Business Insider has an interesting take on contract law and how it applies to online web retailers. Specifically, they report on a recent court ruling involving Zappos, everyone’s favorite online shoe store. The headline reads: Almost Every Website On The Planet Could Be In Legal Jeopardy, Thanks To Zappos. Well, that’s certainly an outsized claim.
And now a court has tossed that arbitration clause, and Business Insider thinks that this will ruin every website on the planet. Well, okay. Have at it, guys. Here’s their legal analysis:
[Zappos] put a link to its terms of service on its website, but didn’t force customers to click through to it. What Zappos should have done: Force customers to click a button that says sure, yeah, whatever, they’ve read the terms and agree to them.

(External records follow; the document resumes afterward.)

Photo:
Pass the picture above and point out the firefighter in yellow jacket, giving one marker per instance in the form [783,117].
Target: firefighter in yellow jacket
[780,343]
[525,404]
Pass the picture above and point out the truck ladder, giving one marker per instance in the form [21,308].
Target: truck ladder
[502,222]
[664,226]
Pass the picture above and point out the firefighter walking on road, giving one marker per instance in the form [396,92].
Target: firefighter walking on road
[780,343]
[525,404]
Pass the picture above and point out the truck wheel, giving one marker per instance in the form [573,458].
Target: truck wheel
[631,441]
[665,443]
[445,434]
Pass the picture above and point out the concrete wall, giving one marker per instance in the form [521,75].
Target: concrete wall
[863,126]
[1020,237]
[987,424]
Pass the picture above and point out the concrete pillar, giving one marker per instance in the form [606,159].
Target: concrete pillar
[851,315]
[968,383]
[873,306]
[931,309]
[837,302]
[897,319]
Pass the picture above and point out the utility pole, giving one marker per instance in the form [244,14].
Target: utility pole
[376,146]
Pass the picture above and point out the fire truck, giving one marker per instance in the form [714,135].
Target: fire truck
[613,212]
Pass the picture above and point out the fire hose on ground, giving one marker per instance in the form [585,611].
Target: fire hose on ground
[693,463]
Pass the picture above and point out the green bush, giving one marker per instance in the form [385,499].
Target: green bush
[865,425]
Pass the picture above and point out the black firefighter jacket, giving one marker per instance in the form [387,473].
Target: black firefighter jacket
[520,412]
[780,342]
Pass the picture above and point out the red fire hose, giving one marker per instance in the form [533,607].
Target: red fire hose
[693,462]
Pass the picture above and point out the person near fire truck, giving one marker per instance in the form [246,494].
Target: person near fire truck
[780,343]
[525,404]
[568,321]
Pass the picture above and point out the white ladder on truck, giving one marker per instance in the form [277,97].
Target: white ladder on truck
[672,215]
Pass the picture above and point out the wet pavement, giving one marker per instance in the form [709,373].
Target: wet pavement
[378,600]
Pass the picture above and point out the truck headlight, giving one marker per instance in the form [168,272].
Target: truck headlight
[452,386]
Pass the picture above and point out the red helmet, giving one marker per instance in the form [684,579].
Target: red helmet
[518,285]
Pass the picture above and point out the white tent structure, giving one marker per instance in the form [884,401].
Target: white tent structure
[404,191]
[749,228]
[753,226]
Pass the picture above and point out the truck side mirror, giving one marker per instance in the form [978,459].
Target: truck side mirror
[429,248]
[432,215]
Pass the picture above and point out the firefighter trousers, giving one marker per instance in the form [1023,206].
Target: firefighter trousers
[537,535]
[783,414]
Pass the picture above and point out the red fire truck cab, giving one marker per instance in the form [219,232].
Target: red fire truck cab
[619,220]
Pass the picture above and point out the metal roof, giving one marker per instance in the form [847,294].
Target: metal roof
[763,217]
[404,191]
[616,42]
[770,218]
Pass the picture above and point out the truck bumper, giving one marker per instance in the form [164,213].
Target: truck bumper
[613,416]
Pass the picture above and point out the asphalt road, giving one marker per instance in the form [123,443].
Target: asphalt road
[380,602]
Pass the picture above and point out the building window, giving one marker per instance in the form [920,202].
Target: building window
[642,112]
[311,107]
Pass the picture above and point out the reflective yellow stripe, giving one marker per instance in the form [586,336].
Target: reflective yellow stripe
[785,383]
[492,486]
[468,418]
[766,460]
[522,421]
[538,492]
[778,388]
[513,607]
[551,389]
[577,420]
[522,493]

Courts have found these “clickwrap” terms valid—even though in reality no one actually reads the stuff they’re agreeing to.
This is all technically right, but I fail to see how any of this is devastating to Every Website on the Planet. This is not news. I mean, the source Business Insider uses for this article is law professor Eric Goldman’s blog, and Professor Goldman explicitly says:
Zappos can hardly be surprised by this adverse judicial ruling. We have known for years that browsewraps are unenforceable (see some of the cases discussed here).
So yes, every website on the planet could be in legal jeopardy if they ignore nearly a decade of judicial rulings on this exact topic. This isn’t novel. No lawyer ought to be surprised about the court’s reasoning on the browsewrap/clickwrap distinction, because courts across the country have reasoned this exact way for a very long time.
One More Thing
Heck, here’s Professor Goldman writing about that exact issue five and a half years ago.
Indeed, the court independently concludes the arbitration clause is unconscionable. I expect courts will aggressively police these unilateral amendments using unconscionability and other limiting doctrines.
And here we sit, five years later, with courts doing exactly that.